Ketua Pansus Ranperda BPHTB DPRD Pekanbaru Mulyadi AMD menjelaskan, bahwa Pansus menargetkan pengesahan Ranperda ini pada Agustus 2022 ini.
"Sekarang kita masih ada agenda lain. Sebelumnya ada Bimtek dan rapat lainnya. Sekarang ada Adeksi dan reses. Memang jadwal awal Juli, mudah-mudahan lah bisa Agustus ini," kata Mulyadi, Rabu (3/8/2022).
Pansus DPRD sudah melakukan pembahasan intensif, bahkan sudah memanggil beberapa pihak terkait. Terakhir, Pansus sudah membahas Ranperda ini dengan BPN Pekanbaru dan organisasi Pejabat Pembuat Akta Tanah (PPAT).
"Banyak masukan yang kita dapatkan. Paling tinggal harmonisasi saja," sebutnya.

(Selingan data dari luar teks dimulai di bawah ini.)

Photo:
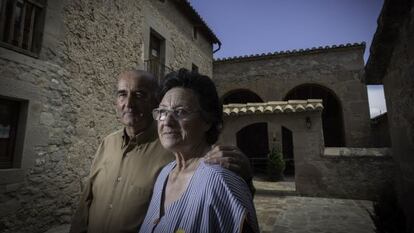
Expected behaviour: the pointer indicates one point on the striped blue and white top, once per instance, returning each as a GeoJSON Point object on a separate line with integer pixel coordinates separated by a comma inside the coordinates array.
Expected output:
{"type": "Point", "coordinates": [216, 200]}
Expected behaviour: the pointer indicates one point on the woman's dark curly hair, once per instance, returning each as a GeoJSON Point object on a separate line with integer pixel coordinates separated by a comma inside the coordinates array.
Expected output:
{"type": "Point", "coordinates": [205, 90]}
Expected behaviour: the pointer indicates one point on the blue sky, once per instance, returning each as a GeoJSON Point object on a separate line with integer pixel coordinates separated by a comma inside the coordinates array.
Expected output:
{"type": "Point", "coordinates": [260, 26]}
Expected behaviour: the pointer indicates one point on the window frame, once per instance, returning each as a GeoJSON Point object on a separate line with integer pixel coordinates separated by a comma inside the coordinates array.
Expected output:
{"type": "Point", "coordinates": [33, 36]}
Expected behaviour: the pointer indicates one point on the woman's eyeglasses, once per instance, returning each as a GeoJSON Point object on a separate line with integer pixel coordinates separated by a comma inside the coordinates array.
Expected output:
{"type": "Point", "coordinates": [181, 114]}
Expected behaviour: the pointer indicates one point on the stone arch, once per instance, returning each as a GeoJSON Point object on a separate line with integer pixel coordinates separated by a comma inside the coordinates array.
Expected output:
{"type": "Point", "coordinates": [332, 114]}
{"type": "Point", "coordinates": [241, 96]}
{"type": "Point", "coordinates": [253, 141]}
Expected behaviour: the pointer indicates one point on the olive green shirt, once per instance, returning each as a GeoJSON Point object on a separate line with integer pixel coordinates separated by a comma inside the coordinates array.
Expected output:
{"type": "Point", "coordinates": [119, 187]}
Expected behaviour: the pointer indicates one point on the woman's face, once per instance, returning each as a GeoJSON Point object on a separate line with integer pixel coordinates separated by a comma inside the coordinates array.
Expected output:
{"type": "Point", "coordinates": [184, 129]}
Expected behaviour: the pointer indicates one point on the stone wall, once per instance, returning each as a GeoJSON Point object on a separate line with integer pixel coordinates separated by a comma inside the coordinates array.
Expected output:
{"type": "Point", "coordinates": [398, 90]}
{"type": "Point", "coordinates": [380, 131]}
{"type": "Point", "coordinates": [69, 94]}
{"type": "Point", "coordinates": [355, 173]}
{"type": "Point", "coordinates": [272, 76]}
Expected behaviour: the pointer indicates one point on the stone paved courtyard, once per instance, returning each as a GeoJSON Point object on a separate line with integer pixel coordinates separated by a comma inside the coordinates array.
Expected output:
{"type": "Point", "coordinates": [280, 211]}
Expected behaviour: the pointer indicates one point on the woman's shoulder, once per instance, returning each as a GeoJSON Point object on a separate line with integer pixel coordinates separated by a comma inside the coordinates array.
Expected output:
{"type": "Point", "coordinates": [219, 176]}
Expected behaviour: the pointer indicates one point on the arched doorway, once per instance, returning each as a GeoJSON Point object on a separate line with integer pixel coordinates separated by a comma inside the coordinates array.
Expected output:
{"type": "Point", "coordinates": [241, 96]}
{"type": "Point", "coordinates": [253, 141]}
{"type": "Point", "coordinates": [332, 121]}
{"type": "Point", "coordinates": [287, 150]}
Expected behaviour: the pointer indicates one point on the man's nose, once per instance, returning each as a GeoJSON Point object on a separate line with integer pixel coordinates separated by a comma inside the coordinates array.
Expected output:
{"type": "Point", "coordinates": [130, 101]}
{"type": "Point", "coordinates": [169, 118]}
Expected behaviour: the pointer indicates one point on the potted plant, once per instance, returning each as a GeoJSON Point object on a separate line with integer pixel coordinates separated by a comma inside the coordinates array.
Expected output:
{"type": "Point", "coordinates": [275, 164]}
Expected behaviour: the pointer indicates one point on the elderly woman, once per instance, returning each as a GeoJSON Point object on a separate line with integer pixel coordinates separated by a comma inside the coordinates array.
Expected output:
{"type": "Point", "coordinates": [189, 195]}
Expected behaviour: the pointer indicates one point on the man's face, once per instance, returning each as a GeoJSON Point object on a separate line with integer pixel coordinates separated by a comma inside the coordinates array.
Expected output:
{"type": "Point", "coordinates": [135, 100]}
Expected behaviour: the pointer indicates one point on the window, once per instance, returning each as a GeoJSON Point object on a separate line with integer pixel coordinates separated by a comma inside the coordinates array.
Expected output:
{"type": "Point", "coordinates": [195, 33]}
{"type": "Point", "coordinates": [9, 117]}
{"type": "Point", "coordinates": [194, 68]}
{"type": "Point", "coordinates": [21, 25]}
{"type": "Point", "coordinates": [156, 58]}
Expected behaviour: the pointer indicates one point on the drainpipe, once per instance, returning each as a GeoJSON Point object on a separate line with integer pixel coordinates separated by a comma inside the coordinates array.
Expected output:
{"type": "Point", "coordinates": [217, 48]}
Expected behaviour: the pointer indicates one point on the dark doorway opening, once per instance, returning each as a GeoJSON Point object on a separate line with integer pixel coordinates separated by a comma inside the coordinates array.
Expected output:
{"type": "Point", "coordinates": [253, 141]}
{"type": "Point", "coordinates": [332, 121]}
{"type": "Point", "coordinates": [287, 150]}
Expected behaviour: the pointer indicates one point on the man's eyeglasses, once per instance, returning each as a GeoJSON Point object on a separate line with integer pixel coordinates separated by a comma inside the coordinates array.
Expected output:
{"type": "Point", "coordinates": [160, 114]}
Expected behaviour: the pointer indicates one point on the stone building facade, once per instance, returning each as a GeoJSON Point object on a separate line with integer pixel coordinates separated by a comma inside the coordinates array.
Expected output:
{"type": "Point", "coordinates": [57, 91]}
{"type": "Point", "coordinates": [391, 63]}
{"type": "Point", "coordinates": [333, 74]}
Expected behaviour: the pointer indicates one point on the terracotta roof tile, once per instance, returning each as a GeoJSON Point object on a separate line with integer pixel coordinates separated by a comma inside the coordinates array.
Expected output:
{"type": "Point", "coordinates": [289, 52]}
{"type": "Point", "coordinates": [273, 107]}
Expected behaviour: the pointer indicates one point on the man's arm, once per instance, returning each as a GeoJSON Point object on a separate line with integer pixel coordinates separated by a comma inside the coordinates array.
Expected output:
{"type": "Point", "coordinates": [81, 218]}
{"type": "Point", "coordinates": [232, 158]}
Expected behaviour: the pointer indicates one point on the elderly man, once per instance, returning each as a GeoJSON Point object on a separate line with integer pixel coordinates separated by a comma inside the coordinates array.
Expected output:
{"type": "Point", "coordinates": [127, 162]}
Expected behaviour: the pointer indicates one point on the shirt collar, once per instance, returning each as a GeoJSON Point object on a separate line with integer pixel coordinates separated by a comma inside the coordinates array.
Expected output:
{"type": "Point", "coordinates": [149, 134]}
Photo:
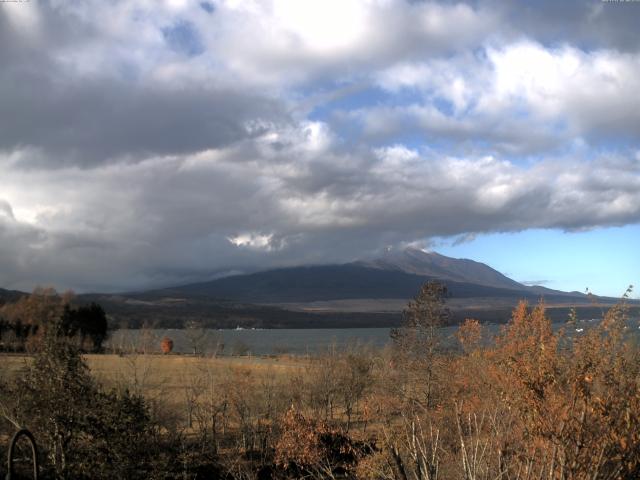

Ranperda ini dibahas seiring revisi Perda No 4 Tahun 2010, tentang BPHTB. Ada beberapa keuntungan bagi masyarakat, setelah Ranperda ini disahkan nantinya. Satu di antaranya, masyarakat tidak lagi membayar (gratis) BPHTB-nya untuk pengurusan sertifikat tanah pribadi.
Selama ini masyarakat harus membayar. Praktis nantinya hanya bayar pajak bumi bangunan (PBB) saja.
Sebaliknya, jika sertifikat pribadi berganti nama baru, dikenakan biaya 0,5 persen di PPATS. Namun untuk biaya 0,5 persen ini masih dalam pembahasan.
Selanjutnya, masyarakat diberi waktu 2 tahun untuk pengurus sertifikat tanah gratis ini. Untuk pengurusan sertifikatnya, tetap ke BPN dengan biaya gratis.
Meski Ranperda ini disahkan, khusus pengurusan sertifikat untuk dunia usaha atau pengembang perumahan, mereka tetap seperti biasa membayar surat sertifikat. Sebab, pengembang mencari profit.
Pansus DPRD hanya memberikan keringanan untuk masyarakat secara umum saja. Sementara itu, untuk Ranperda Adminduk juga belum bisa dipastikan kapan disahkan.
"Pansus akan melakukan pertemuan lagi dengan OPD terkait, terutama untuk memfinalisasikan pembahasan. Setelah itu, baru diagendakan untuk pengesahannya," terang Anggota Pansus Robin Eduar.